Le gouvernement n’exclut aucune issue sur la présidence de l’IMA
La polémique a pris de l’ampleur après la publication, le 30 janvier, de millions de documents par la justice américaine. Ces archives mentionnent à plusieurs reprises le nom de Jack Lang, cité 673 fois. Aucune charge ne pèse toutefois contre lui. L’ancien ministre a reconnu des liens passés avec Jeffrey Epstein, mort en prison en 2019, mais affirme avoir ignoré son passé criminel lorsqu’il l’a rencontré il y a une quinzaine d’années, par l’intermédiaire du réalisateur Woody Allen. Mercredi, Jack Lang a exclu toute démission, évoquant sa « naïveté » face aux révélations.
Parmi les documents consultés par Déchiffreur figurent plusieurs messages décrivant une relation suivie entre les deux hommes. En 2017, l’homme d’affaires Etienne Binant, mécène de l’IMA, aurait écrit à Jeffrey Epstein que Jack Lang avait insisté pour sa présence à son anniversaire, précisant qu’il s’agissait d’une invitation réservée à un cercle intime. Dans un autre échange, Jack Lang aurait lui-même écrit : « Cher Jeffrey (…) votre générosité est infinie », avant de solliciter son aide pour un déplacement vers une fête organisée hors de Paris.

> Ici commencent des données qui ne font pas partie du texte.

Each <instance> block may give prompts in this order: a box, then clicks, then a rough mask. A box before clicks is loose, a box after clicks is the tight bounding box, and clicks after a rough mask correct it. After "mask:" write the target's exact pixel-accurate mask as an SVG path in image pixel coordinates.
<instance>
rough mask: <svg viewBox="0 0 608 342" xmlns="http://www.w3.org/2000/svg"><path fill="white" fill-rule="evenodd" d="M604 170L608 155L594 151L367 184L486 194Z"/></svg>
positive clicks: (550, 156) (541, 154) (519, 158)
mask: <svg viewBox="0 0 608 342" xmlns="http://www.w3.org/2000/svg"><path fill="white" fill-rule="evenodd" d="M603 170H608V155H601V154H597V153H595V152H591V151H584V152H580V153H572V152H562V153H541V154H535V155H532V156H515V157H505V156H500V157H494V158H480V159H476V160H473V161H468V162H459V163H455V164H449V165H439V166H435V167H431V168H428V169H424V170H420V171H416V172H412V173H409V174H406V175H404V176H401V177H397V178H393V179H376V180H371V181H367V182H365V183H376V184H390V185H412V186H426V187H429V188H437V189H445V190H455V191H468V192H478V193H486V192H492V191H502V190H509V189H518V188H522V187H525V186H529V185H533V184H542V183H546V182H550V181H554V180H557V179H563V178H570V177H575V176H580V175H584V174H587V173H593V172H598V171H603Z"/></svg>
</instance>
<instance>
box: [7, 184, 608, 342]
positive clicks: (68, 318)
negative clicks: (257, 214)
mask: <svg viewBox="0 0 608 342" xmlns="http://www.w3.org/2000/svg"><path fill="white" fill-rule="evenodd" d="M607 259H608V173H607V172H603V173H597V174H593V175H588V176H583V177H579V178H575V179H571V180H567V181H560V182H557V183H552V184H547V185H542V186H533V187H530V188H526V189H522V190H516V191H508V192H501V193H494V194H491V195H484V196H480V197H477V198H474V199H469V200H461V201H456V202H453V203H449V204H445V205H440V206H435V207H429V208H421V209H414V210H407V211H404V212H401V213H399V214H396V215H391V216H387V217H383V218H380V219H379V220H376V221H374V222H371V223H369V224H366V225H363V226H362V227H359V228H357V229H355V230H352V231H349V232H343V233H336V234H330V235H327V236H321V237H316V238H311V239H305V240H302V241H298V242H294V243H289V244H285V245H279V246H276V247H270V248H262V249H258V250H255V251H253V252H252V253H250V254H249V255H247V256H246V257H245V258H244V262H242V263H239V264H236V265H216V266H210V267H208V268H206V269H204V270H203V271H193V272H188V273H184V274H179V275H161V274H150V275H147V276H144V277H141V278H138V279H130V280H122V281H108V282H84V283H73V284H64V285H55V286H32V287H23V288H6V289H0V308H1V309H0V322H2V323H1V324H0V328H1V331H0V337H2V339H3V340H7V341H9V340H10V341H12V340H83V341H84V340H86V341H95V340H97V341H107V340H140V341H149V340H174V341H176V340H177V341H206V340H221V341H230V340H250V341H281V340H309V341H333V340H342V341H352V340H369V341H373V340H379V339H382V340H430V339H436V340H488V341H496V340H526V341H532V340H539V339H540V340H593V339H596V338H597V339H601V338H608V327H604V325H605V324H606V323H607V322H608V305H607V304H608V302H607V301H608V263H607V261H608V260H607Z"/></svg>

L’affaire a également des répercussions sur Caroline Lang, la fille de Jack Lang. Elle a démissionné lundi de la direction d’un syndicat de producteurs de cinéma, après des révélations concernant une société offshore fondée en 2016 avec Jeffrey Epstein. Interrogée sur BFMTV, elle a assuré que l’homme d’affaires n’était pas un intime, ajoutant qu’elle ne pouvait imaginer les crimes qui lui étaient reprochés, pas plus que son père.
Les appels au départ de Jack Lang se multiplient dans la classe politique, y compris parmi des personnalités issues de la gauche. Marine Tondelier, cheffe des Écologistes, a jugé sa démission « manifeste ». De son côté, Ségolène Royal a estimé que son départ « devrait aller de soi ». Au sein du parti présidentiel Renaissance, Renaud Muselier, ancien président de l’IMA, a également appelé Jack Lang à quitter ses fonctions. Créée en 1980, l’Institut du monde arabe est une fondation de droit privé, dirigée par Jack Lang depuis 2013. S’il a été proposé par les autorités françaises, sa nomination relève formellement du conseil d’administration, composé à parité d’ambassadeurs de pays arabes et de personnalités choisies par le Quai d’Orsay. Reconduit à plusieurs reprises, Jack Lang en est aujourd’hui à son quatrième mandat.